A single father now, Chris had invested all his money in expensive medical equipment, which doctors don’t necessarily need. Realizing that it wasn’t going to get him anywhere, Chris decides to try his hand in the stock market as a broker. The reason: everyone who came out of the building was always happy and smiling!
He lands himself an internship at the firm by solving a Rubik’s cube puzzle and impressing the right man! However, there’s no salary involved but he accepts the offer hopeful that he will end the program with a job and a promising future. In the meanwhile, he’s also running around town with his son in tow to sell the remaining medical boxes. Bad turns to worse when unable to pay his rent, he is thrown out of his home.
Chris and his son are forced to sleep in shelters, bus stations, bathrooms or wherever they can find refuge for the night. Especially touching and riveting is the scene in the metro station when the father – son duo have no roof on their heads. Chris tries to take his son into a fantasy land and Christopher plays along believing they have been transformed into another land via the time machine (Chris’ medical box).

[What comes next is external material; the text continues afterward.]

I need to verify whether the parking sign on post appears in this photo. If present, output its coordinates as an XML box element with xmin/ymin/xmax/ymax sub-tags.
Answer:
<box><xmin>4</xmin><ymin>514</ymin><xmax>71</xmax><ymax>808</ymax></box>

Based on a true life story, the movie portrays hope in the eyes of the son (Christopher) and dreams in the eyes of the father (Chris). An emotive Will Smith and his twinkle-eyed son Jaden Christopher Syre Smith are a pleasure to watch. Will Smith gives a memorable performance as a never-tiring man, who is determined to make it in life. The last scene, when he actually succeeds in his pursuit, is by far the best scene in the movie. Sans any dialogue, the scene is by far an impressive one and makes you grin from ear to ear (just like all those who walk out of the Wall Street building).
The cliché ‘Like Father Like Son’ seems to be apt for Jaden Christopher Syre Smith. He looks most comfortable being with his real-life dad in reel-life and is a natural.
One tends to empathize and cry along with Chris thanks to Smith’s natural performance as he struggles to overcome the obstacles in his path, never once giving up.
Director Gabriele Muccino has done a commendable job. The only hitch is that towards the latter half of the movie, one tends to get restless as the ‘pursuit’ seems never ending. Nevertheless, Smith senior and junior’s performance cloud the minor hitch and keeps you glued to the plot.